Born in Hatfield, Pennsylvania in 1942, Edward H. Bonekemper III was a son of Edward H. Bonekemper II and Marie Bonekemper (née Adams). He married Susan Bonekemper (née Weidemoyer) in 1964.

==Education==
In 1964, Bonekemper graduated cum laude from Muhlenberg College in Allentown, Pennsylvania with a bachelor's degree in American history. While attending Muhlenberg, he was given two awards based on his educational performance (Best Thesis and Best American History CPA). He later earned his master's degree in American history at Old Dominion University, and completed his Juris Doctor at Yale Law School.

==Career==
From 1969 to January 2003, Bonekemper worked as a federal government attorney. Within these 34 years, he worked for 16 years as a lead hazardous materials transportation attorney for the United States Department of Transportation, and for four years as the lead coal strip mining regulatory attorney at the United States Department of Interior. During this time, he was also writing for Navy and Coast Guard publications. He was a speaker and teacher for the Coast Guard and Interior and Transportation Departments.

Bonekemper was also a retired Commander in the Coast Guard Reserve.

For eight years (2003 to 2010), Bonekemper taught military history part-time and was a visiting lecturer at Muhlenberg College, his alma mater. Bonekemper was also an instructor in American Constitutional History and Maritime Law at the United States Coast Guard Academy, and an adjunct professor of Constitutional History at the American Military University.

Bonekemper wrote articles for many publications including The Washington Times, The Journal of Afro-American History, and The Journal of Negro History.

From 1998 onward, Bonekemper published non-fiction books about the Civil War. His interest in Civil War history grew after multiple conversations with his father-in-law about this particular topic.
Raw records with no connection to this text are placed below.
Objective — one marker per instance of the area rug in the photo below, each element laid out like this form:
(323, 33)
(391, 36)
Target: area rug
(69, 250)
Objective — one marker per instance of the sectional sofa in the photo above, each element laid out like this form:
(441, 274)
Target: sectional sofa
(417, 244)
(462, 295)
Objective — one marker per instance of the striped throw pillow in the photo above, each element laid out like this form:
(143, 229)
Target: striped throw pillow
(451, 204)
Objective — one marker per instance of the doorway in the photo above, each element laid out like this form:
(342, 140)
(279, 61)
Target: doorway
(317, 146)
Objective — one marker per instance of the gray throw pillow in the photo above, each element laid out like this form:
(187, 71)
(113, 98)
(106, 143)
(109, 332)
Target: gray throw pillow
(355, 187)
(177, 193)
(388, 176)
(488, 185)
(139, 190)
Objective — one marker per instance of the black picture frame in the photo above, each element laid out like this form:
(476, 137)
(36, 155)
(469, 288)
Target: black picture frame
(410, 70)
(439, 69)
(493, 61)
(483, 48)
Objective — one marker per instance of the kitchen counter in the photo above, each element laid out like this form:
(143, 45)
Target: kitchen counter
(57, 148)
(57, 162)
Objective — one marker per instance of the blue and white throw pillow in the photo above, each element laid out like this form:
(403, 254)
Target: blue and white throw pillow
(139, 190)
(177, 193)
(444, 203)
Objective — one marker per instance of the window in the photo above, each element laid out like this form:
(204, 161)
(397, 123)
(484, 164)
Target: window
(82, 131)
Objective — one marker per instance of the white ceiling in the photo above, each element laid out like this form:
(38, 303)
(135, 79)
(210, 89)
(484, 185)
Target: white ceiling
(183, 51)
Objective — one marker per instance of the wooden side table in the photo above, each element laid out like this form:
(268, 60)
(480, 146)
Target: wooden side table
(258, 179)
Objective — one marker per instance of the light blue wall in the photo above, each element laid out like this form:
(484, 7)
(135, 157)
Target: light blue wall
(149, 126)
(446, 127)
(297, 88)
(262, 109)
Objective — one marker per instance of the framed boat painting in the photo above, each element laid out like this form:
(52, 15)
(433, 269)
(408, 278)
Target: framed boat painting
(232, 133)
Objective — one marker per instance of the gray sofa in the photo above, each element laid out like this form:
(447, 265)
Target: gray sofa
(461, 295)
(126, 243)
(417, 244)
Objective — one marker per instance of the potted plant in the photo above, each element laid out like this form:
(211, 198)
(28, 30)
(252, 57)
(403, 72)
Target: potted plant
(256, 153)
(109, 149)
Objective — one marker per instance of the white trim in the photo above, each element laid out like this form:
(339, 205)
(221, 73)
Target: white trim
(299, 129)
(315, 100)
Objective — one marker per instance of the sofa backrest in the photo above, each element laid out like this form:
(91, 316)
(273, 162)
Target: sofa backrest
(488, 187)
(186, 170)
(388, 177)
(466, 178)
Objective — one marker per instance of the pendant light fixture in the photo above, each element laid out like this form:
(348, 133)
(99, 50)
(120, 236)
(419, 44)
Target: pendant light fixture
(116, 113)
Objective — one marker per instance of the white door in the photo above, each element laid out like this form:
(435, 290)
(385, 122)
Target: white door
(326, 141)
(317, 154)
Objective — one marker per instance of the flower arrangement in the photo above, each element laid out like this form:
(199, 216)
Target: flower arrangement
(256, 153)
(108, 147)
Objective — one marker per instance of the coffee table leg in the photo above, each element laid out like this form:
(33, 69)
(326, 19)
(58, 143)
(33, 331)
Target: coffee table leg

His first book took him seven years to complete.

Between 2010 and 2016, he was the book review editor of Civil War News.

Bonekemper gave more than ten lectures at the Smithsonian Institution about the Civil War. He also spoke at hundreds of Civil War roundtable meetings, the Delta Queen, the Lincoln Forum of the District of Columbia, the Chautauqua Institution, and numerous other events. Bonekemper made appearances on C-SPAN to discuss Grant's and Lee's Civil war generalships.

==Death==
At the time of his death in 2017, Bonekemper resided in Lancaster, Pennsylvania. He had been married to Susan Weidemoyer Bonekemper for 53 years.

==Awards==
Throughout his career, Bonekemper earned numerous awards. These include:
- U.S. Government Distinguished Career Service Award (2003)
- Secretary of Transportation's Silver Medal (1989)
- Coast Guard Commendation and Achievement Medals (1974, 1979)
- Federal Bar Association's Younger Federal Lawyer Award (1973)
- Federal Bar Association's Transportation Attorney of the Year Award (1993)
- Muhlenberg College Alumni Lifetime Achievement Award (2009)

==Publications==
Books
- How Robert E. Lee Lost the Civil War (1998) ISBN 978-1887901154.
- McClellan and Failure: A Study of Civil War Fear, Incompetence and Worse (2007) ISBN 978-0786428946.
- Ulysses S. Grant: A Victor, Not a Butcher: The Military Genius of the Man Who Won the Civil War (2010) ISBN 978-1596986411.
- Grant and Lee: Victorious American and Vanquished Virginian (2012) ISBN 978-1621570103.
- Lincoln and Grant: The Westerners Who Won the Civil War (2012) ISBN 978-1439286135.
- The Myth of the Lost Cause: Why the South Fought the Civil War and Why the North Won (2015) ISBN 1621574547.
- The 10 Biggest Civil War Blunders (2017) ISBN 978-1621576648.